Il y a deux ans, ils ont fêté Noël sous un toit « en dur ». Les dix-huit familles de la résidence des Alizés, à Caen, ont emménagé le 22 décembre 2013 dans quatorze logements adaptés, construits en lieu et place d’un très vieux terrain d’accueil des gens du voyage. Ils comprennent une pièce de vie, une cuisine et des sanitaires, tandis que les chambres sont installées à l’extérieur, dans les caravanes (deux à quatre selon les parcelles). Le projet, initié par la communauté d’agglomération Caen-la-Mer, a été confié au bailleur Caen habitat, qui en assure la gestion locative(2).
« Le bilan est globalement positif car les familles se sont très vite approprié les lieux », constate Dominique Basset, responsable d’agence à Caen Habitat. Les consommations d’eau et d’électricité, surveillées de près, sont plutôt bien maîtrisées et les impayés de loyer, très rares. Les logements sont entretenus avec grand soin et les familles s’inscrivent davantage dans leur quartier.
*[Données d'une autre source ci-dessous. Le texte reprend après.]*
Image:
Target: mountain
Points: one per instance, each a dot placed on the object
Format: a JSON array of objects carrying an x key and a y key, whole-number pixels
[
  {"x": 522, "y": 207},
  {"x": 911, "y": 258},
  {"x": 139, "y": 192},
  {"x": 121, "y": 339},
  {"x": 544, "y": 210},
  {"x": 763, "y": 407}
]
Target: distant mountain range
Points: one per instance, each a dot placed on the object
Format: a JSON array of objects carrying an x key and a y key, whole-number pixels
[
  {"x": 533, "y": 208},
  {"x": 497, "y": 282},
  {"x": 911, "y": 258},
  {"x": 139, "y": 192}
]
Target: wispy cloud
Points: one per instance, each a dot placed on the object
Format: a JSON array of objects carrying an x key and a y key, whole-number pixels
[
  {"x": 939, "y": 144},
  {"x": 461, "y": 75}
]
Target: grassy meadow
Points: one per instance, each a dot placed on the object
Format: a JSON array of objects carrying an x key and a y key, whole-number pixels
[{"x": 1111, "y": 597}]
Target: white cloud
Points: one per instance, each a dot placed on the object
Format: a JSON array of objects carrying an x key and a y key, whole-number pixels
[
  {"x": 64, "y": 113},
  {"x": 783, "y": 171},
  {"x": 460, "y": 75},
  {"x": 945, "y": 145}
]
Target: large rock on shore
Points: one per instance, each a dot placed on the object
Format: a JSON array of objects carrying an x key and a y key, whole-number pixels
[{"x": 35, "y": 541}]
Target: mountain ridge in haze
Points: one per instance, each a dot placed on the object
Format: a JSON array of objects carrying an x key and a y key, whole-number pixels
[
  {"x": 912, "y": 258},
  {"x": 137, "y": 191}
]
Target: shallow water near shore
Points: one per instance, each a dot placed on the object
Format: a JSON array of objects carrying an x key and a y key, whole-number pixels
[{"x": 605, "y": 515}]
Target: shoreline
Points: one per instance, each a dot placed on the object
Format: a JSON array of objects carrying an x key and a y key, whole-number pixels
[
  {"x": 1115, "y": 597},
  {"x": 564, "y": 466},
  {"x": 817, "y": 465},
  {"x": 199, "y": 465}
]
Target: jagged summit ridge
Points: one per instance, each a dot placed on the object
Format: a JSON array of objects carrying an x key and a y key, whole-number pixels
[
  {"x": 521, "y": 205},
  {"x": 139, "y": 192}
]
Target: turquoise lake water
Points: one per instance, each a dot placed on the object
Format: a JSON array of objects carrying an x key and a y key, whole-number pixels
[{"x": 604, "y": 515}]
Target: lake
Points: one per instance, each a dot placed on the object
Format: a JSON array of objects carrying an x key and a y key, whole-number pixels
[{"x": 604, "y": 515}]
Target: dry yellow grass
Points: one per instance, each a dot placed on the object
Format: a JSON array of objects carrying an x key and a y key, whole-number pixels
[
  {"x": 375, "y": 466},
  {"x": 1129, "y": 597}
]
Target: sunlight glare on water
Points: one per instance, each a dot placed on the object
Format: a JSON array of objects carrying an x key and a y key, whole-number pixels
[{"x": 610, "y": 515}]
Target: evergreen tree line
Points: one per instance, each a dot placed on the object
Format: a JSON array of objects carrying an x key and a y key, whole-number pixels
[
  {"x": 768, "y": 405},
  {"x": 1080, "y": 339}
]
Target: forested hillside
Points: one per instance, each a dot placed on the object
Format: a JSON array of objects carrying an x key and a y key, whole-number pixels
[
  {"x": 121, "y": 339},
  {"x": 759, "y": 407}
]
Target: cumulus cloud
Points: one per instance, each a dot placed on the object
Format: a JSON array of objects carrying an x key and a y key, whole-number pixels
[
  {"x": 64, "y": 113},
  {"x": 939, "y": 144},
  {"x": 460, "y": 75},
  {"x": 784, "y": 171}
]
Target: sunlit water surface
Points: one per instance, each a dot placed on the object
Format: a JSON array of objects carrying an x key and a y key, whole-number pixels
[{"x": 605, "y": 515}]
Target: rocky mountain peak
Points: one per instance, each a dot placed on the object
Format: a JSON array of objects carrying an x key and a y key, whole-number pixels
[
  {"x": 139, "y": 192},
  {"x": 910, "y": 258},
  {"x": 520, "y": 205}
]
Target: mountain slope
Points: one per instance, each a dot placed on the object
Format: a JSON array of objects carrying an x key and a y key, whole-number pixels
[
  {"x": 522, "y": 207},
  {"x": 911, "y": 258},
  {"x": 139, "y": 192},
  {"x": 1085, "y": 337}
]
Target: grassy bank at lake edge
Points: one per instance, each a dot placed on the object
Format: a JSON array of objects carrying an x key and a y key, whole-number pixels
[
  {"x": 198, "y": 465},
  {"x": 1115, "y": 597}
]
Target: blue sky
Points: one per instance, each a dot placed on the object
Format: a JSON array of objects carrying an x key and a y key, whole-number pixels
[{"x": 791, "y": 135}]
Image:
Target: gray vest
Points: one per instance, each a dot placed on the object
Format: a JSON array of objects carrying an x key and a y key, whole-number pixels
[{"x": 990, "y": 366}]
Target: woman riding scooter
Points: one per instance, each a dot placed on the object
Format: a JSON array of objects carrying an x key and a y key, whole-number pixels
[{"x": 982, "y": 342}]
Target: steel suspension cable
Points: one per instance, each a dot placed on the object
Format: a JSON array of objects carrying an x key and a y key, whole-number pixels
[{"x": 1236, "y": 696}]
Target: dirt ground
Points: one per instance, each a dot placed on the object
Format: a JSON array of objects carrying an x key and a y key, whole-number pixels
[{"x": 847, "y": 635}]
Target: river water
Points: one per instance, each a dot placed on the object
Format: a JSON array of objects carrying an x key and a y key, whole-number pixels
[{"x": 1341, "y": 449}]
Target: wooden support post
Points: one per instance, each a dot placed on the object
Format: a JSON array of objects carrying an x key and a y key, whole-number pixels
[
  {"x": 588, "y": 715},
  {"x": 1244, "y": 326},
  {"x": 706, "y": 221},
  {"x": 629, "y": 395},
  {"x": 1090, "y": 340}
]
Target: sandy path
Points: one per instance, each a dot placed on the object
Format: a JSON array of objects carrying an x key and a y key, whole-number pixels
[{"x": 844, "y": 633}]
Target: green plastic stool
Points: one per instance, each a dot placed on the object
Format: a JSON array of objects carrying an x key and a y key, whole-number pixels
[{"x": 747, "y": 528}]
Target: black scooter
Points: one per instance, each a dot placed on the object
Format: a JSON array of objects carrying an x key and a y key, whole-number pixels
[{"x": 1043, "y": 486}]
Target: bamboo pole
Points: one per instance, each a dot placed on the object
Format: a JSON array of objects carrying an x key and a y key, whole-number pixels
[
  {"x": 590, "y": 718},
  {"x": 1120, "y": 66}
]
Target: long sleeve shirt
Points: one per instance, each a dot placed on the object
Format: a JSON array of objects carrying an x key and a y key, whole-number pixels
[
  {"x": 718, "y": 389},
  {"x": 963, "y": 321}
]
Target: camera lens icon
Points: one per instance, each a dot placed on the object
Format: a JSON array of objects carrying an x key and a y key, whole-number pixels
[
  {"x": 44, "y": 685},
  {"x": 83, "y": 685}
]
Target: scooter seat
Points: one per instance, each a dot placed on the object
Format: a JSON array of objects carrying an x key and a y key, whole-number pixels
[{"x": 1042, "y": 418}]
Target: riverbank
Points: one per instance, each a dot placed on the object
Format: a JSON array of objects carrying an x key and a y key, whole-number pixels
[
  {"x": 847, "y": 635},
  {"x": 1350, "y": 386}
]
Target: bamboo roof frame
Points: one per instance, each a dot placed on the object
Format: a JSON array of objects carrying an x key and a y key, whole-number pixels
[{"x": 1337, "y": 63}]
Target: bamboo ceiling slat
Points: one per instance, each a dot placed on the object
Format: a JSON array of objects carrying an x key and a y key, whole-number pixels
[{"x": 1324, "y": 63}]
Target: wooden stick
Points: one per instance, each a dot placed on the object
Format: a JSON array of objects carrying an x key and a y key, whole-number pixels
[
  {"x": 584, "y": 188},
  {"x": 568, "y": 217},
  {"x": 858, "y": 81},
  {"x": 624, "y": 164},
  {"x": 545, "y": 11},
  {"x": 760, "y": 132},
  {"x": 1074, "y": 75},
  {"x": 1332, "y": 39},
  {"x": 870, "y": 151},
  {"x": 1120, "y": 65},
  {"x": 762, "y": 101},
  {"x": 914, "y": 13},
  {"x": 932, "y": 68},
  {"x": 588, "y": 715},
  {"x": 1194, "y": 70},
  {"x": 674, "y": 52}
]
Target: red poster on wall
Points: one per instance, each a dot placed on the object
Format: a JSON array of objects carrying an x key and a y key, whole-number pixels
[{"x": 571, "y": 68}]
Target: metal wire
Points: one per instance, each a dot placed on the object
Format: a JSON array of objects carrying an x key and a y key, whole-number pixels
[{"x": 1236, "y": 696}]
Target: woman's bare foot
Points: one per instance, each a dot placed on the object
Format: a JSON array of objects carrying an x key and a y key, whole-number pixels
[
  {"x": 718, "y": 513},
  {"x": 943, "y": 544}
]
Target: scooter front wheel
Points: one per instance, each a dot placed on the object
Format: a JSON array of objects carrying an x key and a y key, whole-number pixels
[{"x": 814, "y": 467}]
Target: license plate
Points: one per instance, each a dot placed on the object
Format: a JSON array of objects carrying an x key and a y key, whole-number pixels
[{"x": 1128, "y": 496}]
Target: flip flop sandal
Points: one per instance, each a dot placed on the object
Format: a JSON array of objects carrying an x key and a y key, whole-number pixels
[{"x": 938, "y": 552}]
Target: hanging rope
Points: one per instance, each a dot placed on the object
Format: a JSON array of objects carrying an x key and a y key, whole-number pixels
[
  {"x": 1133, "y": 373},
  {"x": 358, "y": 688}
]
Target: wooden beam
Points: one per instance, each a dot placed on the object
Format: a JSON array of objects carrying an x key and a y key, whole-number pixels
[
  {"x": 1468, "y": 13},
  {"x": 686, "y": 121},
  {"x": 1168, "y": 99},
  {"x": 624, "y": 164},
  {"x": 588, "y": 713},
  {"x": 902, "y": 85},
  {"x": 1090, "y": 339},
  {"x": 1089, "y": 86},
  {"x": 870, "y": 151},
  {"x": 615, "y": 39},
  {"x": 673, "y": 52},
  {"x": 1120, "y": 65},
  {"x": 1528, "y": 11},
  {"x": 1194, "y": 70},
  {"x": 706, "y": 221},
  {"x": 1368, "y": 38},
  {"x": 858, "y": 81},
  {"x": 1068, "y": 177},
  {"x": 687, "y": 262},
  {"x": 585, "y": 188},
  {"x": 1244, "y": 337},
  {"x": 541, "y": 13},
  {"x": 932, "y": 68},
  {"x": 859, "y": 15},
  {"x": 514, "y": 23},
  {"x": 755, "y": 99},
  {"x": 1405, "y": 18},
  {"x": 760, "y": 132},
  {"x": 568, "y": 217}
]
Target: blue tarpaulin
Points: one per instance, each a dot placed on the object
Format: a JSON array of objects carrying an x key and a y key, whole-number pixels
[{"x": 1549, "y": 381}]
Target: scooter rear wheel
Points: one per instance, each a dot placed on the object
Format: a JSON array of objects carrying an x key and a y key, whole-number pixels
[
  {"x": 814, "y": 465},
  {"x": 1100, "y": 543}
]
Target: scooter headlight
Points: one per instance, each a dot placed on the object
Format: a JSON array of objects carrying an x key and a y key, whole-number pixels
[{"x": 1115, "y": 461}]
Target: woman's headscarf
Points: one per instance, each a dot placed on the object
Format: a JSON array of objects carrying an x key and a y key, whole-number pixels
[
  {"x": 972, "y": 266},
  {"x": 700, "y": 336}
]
Restent quelques bémols. « En amont du projet, les familles n’ont pas osé exprimer certaines demandes par peur qu’il ne se fasse pas. Or elles auraient préféré des toilettes à l’extérieur et des chambres “en dur” plutôt que dans la caravane. » Les familles préfèrent aussi cuisiner dehors plutôt qu’à l’intérieur, sous un auvent qui n’avait pas été conçu pour cet usage. « Nous sommes encore en phase d’adaptation, mais ces familles ne partiraient d’ici pour rien au monde ! »
Après son adoption en première lecture à l’Assemblée nationale en juin dernier, la proposition de loi relative au statut, à l’accueil et à l’habitat des gens du voyage attend son examen par les sénateurs(3). Celle-ci prévoit trois grandes mesures : une disposition très attendue supprimant le titre de circulation, une hausse des pouvoirs du préfet pour inciter les communes à organiser l’accueil des gens du voyage et enfin une lutte plus efficace contre les stationnements illégaux. L’esprit de ce texte, présenté par le député (PS) de Loire-Atlantique Dominique Raimbourg ? Prévoir « des droits et des devoirs pour tous ». Celui qui est aussi président de la commission nationale consultative des gens du voyage plaide pour le développement de projets d’habitat adapté conduits par les bailleurs sociaux, de terrains familiaux financés par les collectivités locales, mais aussi de terrains familiaux privés, « à condition que ceux-ci soient autorisés par le plan local d’habitat et respectent les règles d’urbanisme ». Constatant que 70 % des aires d’accueil ont été réalisées depuis 2000 (et seulement 50 % des aires de grands passages), le député prévient que ces nouvelles formes d’habitat devront se développer « sans renoncer aux aires d’accueil ».
(1) Cette salariée de la Filiale immobilière commune des organismes sociaux d’Indre-et-Loire (Ficosil) est mise à disposition par la fédération Soliah (Solidaires par l’habitat) –
(2) Il a aussi été financé par l’Etat, la ville de Caen, la CAF et des fonds européens.